Using a symbiotic relationship between a photosynthetic microbe (e.g. microalgae or cyanobacteria) and compatible microbes (e.g. baker’s yeast or E.coli), Mushtari mimics phenomenon found in nature. The wearer triggers the photosynthetic microbe to produce sucrose (table sugar) using sunlight, which is then converted by the compatible microbes into the desired products, including pigments, drugs, food, fuel or scents.

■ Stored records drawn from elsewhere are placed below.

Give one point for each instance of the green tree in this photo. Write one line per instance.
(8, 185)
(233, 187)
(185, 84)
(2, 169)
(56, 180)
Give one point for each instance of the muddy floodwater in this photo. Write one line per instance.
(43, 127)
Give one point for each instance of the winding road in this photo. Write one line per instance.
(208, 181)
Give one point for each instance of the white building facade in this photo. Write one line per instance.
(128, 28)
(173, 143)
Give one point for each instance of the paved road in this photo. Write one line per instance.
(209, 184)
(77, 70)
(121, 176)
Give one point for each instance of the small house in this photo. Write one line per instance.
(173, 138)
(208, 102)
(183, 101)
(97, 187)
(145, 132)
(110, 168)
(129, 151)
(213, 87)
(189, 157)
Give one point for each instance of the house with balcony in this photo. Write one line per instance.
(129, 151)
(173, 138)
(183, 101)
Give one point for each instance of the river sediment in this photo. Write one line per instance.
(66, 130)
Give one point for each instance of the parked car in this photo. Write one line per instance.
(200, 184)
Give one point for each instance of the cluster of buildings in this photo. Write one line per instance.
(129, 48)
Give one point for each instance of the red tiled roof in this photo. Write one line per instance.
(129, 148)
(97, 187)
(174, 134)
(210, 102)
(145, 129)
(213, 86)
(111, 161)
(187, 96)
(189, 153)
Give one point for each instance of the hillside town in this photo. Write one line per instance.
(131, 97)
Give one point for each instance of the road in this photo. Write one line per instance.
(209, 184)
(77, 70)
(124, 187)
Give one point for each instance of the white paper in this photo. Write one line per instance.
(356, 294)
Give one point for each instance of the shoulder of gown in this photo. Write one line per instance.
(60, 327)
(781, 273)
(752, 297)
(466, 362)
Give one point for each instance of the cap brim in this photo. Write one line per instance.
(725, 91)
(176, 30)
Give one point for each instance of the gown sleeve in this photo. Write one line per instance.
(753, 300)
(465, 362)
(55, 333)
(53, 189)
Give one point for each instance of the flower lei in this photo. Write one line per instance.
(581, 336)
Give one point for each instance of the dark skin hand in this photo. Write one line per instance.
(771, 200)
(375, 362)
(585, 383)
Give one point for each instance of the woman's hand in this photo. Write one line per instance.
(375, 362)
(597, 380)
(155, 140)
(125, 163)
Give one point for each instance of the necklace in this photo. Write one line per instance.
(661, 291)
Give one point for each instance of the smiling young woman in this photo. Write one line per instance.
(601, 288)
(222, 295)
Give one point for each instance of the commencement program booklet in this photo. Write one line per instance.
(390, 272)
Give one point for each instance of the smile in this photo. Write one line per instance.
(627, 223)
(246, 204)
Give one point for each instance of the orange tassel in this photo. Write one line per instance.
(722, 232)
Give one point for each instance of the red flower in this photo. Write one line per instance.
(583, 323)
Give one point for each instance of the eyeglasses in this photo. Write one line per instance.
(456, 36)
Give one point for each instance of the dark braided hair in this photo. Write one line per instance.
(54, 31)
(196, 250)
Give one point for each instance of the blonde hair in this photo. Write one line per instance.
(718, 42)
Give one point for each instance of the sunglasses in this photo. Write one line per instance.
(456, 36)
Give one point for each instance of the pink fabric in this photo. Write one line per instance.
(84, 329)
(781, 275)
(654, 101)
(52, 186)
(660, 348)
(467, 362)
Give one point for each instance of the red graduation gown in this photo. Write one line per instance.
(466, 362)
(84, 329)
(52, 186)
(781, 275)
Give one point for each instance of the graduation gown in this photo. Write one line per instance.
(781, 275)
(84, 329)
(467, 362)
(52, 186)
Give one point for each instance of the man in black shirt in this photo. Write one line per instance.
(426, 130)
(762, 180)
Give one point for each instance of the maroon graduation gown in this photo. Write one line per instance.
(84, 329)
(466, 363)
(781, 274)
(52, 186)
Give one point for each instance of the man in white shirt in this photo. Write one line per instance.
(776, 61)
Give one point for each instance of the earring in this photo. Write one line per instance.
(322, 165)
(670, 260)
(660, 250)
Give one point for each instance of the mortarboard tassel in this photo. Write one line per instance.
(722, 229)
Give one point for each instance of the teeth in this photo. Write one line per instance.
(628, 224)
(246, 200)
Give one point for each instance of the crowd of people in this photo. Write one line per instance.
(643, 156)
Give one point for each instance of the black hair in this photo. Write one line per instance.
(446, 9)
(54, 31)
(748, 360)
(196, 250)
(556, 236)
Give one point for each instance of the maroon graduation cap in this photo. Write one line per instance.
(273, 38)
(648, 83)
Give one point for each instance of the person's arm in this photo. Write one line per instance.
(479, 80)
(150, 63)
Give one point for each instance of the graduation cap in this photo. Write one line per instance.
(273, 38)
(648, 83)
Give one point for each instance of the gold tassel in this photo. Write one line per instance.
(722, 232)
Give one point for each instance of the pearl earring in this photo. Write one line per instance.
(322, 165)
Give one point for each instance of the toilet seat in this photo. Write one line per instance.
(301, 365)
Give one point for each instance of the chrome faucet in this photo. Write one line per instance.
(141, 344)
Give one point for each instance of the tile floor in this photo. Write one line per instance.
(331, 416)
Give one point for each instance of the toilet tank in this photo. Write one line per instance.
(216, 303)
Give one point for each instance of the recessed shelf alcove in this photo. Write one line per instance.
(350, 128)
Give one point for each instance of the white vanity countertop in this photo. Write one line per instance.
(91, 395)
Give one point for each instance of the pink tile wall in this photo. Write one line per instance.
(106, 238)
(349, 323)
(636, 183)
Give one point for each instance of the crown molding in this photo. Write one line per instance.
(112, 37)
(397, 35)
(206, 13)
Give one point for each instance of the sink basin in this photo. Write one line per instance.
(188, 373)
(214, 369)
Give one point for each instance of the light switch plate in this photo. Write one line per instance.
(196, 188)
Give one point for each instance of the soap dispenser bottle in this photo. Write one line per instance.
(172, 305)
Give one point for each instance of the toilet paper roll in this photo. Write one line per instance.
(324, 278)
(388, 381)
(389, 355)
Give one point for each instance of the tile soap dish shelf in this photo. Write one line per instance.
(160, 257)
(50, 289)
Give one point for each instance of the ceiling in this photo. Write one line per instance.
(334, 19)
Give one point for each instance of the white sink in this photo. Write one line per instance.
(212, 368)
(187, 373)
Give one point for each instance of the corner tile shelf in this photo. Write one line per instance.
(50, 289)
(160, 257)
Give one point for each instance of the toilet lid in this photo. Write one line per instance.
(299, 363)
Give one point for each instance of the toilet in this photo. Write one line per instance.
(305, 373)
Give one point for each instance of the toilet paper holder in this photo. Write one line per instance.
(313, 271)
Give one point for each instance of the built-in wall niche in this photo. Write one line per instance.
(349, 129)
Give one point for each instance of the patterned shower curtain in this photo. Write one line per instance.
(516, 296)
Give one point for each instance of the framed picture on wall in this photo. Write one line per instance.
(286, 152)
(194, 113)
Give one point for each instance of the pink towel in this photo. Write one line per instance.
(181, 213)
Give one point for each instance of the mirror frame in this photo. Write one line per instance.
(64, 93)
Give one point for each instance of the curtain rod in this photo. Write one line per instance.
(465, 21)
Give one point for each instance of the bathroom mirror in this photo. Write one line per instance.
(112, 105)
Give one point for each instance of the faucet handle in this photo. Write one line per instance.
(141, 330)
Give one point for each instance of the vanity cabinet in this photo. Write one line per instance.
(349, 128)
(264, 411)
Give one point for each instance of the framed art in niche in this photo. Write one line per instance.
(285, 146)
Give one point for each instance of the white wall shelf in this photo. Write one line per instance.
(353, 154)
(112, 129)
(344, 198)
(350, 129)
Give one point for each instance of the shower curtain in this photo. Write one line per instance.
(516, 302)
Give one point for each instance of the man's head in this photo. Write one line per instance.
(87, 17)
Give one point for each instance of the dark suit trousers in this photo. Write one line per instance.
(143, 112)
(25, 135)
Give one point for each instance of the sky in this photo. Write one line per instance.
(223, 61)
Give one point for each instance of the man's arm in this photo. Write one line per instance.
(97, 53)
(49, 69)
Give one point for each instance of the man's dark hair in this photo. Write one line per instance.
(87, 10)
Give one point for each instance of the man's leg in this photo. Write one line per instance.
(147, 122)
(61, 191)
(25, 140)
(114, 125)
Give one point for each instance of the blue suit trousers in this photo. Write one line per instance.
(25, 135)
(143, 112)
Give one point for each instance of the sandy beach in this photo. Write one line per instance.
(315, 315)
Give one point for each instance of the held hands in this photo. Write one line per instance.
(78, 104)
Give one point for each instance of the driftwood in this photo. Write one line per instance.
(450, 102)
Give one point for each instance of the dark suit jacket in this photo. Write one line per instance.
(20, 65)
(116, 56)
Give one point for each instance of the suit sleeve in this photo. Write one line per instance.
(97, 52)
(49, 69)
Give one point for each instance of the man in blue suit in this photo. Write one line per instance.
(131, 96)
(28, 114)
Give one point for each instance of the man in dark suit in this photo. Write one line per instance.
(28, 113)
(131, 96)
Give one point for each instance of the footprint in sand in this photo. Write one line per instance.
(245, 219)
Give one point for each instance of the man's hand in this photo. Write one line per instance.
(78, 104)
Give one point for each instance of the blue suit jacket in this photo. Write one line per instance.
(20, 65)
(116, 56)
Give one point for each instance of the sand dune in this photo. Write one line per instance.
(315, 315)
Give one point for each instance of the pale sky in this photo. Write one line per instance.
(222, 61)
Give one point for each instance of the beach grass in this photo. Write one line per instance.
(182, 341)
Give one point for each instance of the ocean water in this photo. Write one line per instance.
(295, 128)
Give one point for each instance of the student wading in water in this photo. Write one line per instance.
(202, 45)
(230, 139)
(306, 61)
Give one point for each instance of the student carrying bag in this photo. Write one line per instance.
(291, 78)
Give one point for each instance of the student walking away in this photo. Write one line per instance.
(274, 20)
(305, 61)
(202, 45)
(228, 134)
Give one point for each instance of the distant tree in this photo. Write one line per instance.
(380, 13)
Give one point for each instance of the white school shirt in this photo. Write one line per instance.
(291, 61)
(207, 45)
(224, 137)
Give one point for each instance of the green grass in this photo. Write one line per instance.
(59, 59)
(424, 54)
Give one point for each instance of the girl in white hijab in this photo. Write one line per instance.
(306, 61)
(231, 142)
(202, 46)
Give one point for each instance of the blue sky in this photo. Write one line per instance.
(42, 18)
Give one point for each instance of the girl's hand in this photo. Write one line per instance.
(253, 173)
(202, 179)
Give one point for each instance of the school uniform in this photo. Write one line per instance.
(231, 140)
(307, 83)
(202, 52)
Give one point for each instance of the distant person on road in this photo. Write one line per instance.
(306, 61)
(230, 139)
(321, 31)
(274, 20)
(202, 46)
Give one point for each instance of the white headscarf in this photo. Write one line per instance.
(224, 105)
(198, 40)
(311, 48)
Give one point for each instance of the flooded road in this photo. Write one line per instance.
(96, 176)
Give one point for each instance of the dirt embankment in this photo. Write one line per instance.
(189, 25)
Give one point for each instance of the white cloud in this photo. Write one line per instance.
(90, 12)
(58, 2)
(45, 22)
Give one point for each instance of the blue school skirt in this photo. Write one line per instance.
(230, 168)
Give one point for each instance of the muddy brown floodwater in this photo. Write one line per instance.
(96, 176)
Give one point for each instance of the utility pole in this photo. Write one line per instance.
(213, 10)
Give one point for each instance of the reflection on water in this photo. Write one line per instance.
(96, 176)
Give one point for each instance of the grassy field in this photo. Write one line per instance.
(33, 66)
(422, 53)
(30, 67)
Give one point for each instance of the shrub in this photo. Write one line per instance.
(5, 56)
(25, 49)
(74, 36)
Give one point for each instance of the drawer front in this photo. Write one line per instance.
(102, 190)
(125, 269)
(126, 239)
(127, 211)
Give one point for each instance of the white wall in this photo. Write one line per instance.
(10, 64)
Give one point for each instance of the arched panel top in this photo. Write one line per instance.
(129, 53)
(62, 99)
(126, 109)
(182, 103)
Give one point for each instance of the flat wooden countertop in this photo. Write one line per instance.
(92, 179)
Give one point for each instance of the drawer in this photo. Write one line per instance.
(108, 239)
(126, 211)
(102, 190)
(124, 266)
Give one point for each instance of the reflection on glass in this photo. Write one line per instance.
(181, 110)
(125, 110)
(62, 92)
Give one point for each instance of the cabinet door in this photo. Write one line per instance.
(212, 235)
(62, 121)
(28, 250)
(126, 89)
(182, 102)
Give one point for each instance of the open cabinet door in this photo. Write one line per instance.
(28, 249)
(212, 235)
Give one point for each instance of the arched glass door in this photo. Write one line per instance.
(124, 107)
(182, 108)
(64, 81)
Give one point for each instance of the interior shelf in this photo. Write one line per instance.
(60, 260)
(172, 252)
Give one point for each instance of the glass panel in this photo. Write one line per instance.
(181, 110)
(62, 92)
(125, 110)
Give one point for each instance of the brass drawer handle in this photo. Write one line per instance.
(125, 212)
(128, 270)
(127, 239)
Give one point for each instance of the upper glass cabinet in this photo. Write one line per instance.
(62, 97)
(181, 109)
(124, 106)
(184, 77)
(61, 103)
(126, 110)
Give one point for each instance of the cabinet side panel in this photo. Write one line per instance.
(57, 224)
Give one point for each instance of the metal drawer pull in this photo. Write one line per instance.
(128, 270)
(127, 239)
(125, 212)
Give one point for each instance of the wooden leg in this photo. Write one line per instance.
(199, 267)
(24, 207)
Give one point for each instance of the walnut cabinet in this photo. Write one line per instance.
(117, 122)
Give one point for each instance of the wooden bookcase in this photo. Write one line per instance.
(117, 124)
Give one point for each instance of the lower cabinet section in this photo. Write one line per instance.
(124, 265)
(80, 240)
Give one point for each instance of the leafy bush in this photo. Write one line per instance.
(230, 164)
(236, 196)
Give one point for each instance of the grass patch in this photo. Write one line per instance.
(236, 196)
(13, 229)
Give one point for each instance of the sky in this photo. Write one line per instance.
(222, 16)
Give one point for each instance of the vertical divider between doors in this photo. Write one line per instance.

Using generative growth algorithms, Mushtari was developed with initial geometry and parameters over many iterations. With information guiding the local mesh geometry, variations in material property, as well as attraction and repulsion between mesh vertices, the final form was a single 58m-long channel with diameters between 1mm and 2.5cm. Transparency was mapped to create access points for photosynthetic microbes to receive light.
The 3D printing of Mushtari was accomplished with the collaboration of the Mediated Matter Group and Stratasys, makers of the Object Connex3. The Objet Connex3, a color, multi-material 3D printer typically would dispense gel-like support material which could not be cleared. To create the hollow channels necessary for Mushtari, a liquid support which could be dispensed into channels during printing and subsequently cleared was developed.
Along with Neri Oxman, Mushtari was developed by Will Patrick (lead researcher), Steven Keating and Sunanda Sharma of the Mediated Matter Group; Prof. Pamela Silver and Stephanie Hays of Harvard Medical School; Dr. James Weaver of the Harvard Wyss Institute for Biologically Inspired Engineering; and Christoph Bader and Dominik Kolb.